The wild card is the Fed.  Can they hold off normal market action? We’ll see.
 
MOMENTUM ANALYSIS:
TODAY’S RANKING OF  15 ETFs (Ranked Daily)
The top ranked ETF receives 100%. The rest are then ranked based on their momentum relative to the leading ETF. 
*For additional background on the ETF ranking system see NTSM Page at…
 
TODAY’S RANKING OF THE DOW 30 STOCKS (Ranked Daily)
The top ranked stock receives 100%. The rest are then ranked based on their momentum relative to the leading stock.
For more details, see NTSM Page at…
 
WEDNESDAY MARKET INTERNALS (NYSE DATA)
Market Internals remained NEUTRAL on the market.
Market Internals are a decent trend-following analysis of current market action, but should not be used alone for short term trading.
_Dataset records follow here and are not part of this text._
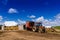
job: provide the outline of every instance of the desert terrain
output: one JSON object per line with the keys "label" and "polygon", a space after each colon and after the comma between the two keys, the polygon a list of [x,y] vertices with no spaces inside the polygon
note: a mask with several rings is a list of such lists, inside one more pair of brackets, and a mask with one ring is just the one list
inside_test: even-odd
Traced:
{"label": "desert terrain", "polygon": [[0,31],[0,40],[60,40],[60,34],[31,31]]}

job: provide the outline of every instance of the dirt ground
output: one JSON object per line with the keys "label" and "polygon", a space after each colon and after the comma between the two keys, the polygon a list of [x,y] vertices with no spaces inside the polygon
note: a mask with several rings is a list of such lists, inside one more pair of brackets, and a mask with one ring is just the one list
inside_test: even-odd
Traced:
{"label": "dirt ground", "polygon": [[0,40],[60,40],[60,34],[36,33],[30,31],[0,32]]}

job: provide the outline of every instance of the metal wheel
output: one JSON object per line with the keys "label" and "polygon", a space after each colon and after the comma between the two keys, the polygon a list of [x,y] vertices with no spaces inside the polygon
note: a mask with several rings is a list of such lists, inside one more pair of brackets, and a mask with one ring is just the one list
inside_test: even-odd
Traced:
{"label": "metal wheel", "polygon": [[39,28],[38,32],[42,32],[42,28]]}
{"label": "metal wheel", "polygon": [[36,27],[33,27],[33,28],[32,28],[32,31],[35,32],[35,31],[36,31]]}

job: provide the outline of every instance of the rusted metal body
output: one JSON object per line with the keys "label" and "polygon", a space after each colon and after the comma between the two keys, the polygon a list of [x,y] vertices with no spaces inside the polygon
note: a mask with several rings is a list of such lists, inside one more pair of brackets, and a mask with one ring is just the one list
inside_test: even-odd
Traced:
{"label": "rusted metal body", "polygon": [[42,31],[43,29],[45,30],[45,28],[42,26],[42,23],[33,21],[27,21],[25,24],[25,29],[36,32]]}
{"label": "rusted metal body", "polygon": [[27,29],[30,29],[31,30],[33,28],[33,26],[34,26],[34,22],[27,21],[25,26],[26,26]]}
{"label": "rusted metal body", "polygon": [[26,22],[26,26],[27,27],[34,26],[34,22],[28,21],[28,22]]}

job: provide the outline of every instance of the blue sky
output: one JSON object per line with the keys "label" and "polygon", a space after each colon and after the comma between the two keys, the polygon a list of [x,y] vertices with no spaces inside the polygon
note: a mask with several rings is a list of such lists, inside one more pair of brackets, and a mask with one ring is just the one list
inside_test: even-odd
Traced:
{"label": "blue sky", "polygon": [[54,20],[59,13],[60,0],[0,0],[2,21],[33,20],[31,17]]}

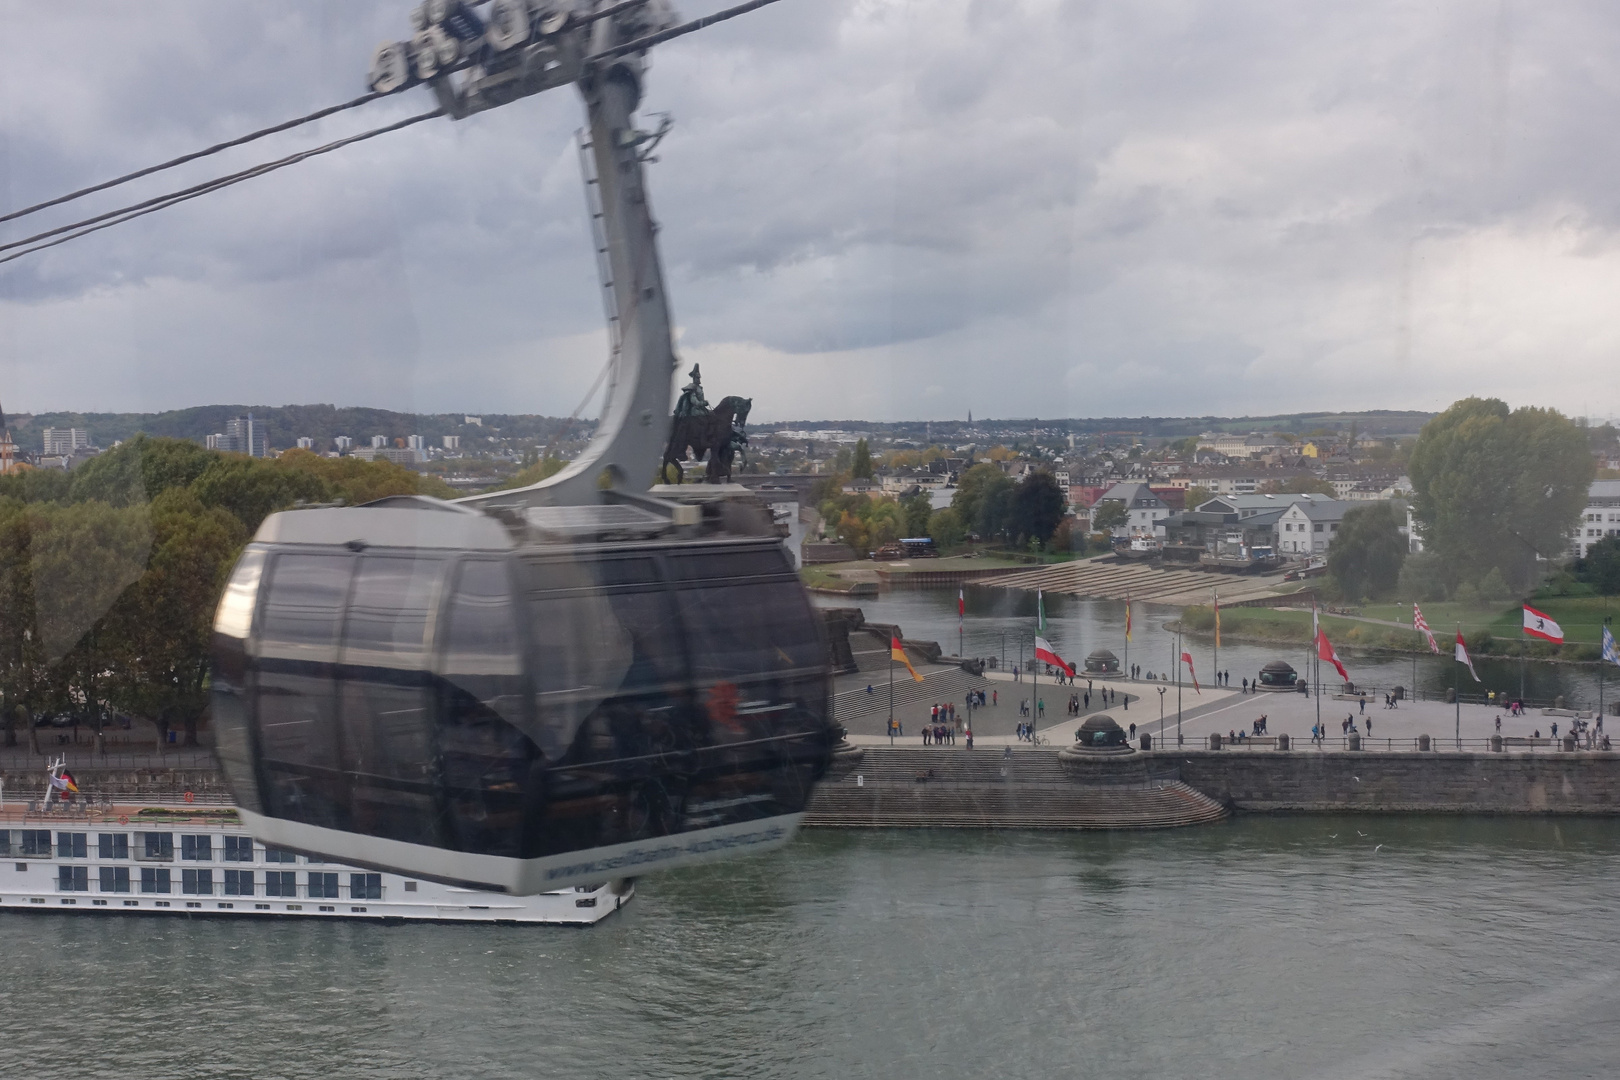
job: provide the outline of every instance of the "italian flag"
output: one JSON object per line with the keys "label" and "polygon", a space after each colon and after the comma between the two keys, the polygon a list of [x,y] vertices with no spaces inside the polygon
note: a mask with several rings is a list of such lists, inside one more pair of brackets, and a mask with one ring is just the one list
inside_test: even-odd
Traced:
{"label": "italian flag", "polygon": [[1316,630],[1316,655],[1339,669],[1339,678],[1345,682],[1350,681],[1350,673],[1344,670],[1344,664],[1339,661],[1339,654],[1333,651],[1328,641],[1327,631],[1318,627]]}
{"label": "italian flag", "polygon": [[900,639],[897,637],[891,636],[889,638],[889,659],[900,661],[902,664],[906,665],[906,670],[911,672],[911,677],[913,679],[915,679],[917,682],[923,681],[923,677],[917,674],[917,669],[911,666],[911,660],[906,656],[906,647],[900,644]]}
{"label": "italian flag", "polygon": [[1183,652],[1181,654],[1181,662],[1187,665],[1187,674],[1192,676],[1193,693],[1197,694],[1199,697],[1203,697],[1204,691],[1198,687],[1198,672],[1193,670],[1192,653]]}
{"label": "italian flag", "polygon": [[1468,665],[1468,674],[1479,682],[1479,672],[1474,670],[1474,662],[1468,658],[1468,646],[1463,644],[1462,627],[1457,628],[1457,663]]}
{"label": "italian flag", "polygon": [[1554,622],[1552,616],[1537,611],[1529,604],[1524,605],[1524,632],[1543,641],[1559,645],[1564,643],[1564,628]]}
{"label": "italian flag", "polygon": [[1040,636],[1035,638],[1035,659],[1045,661],[1069,676],[1069,678],[1074,678],[1074,668],[1052,650],[1051,642]]}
They are usually right, but they are often late.  They are most useful when they diverge from the Index. 
 
Using the Short-term indicator in 2018 in SPY would have made a 5% gain instead of a 6% loss for buy-and-hold. The methodology was Buy on a POSITIVE indication and Sell on a NEGATIVE indication and stay out until the next POSITIVE indication. The back-test included 13-buys and 13-sells, or a trade every 2-weeks on average.  
 
My current stock allocation is about 40% invested in stocks. You may wish to have a higher or lower % invested in stocks depending on your risk tolerance. 40% is a conservative position that I re-evaluate daily. It is not far below my fully invested position which would be between 50-60%.   
 
As a retiree, 50% in the stock market is about fully invested for me – it is a cautious and conservative number. If I feel very confident, I might go to 60%; had we seen a successful retest of the bottom, 80% would not have been out of the question.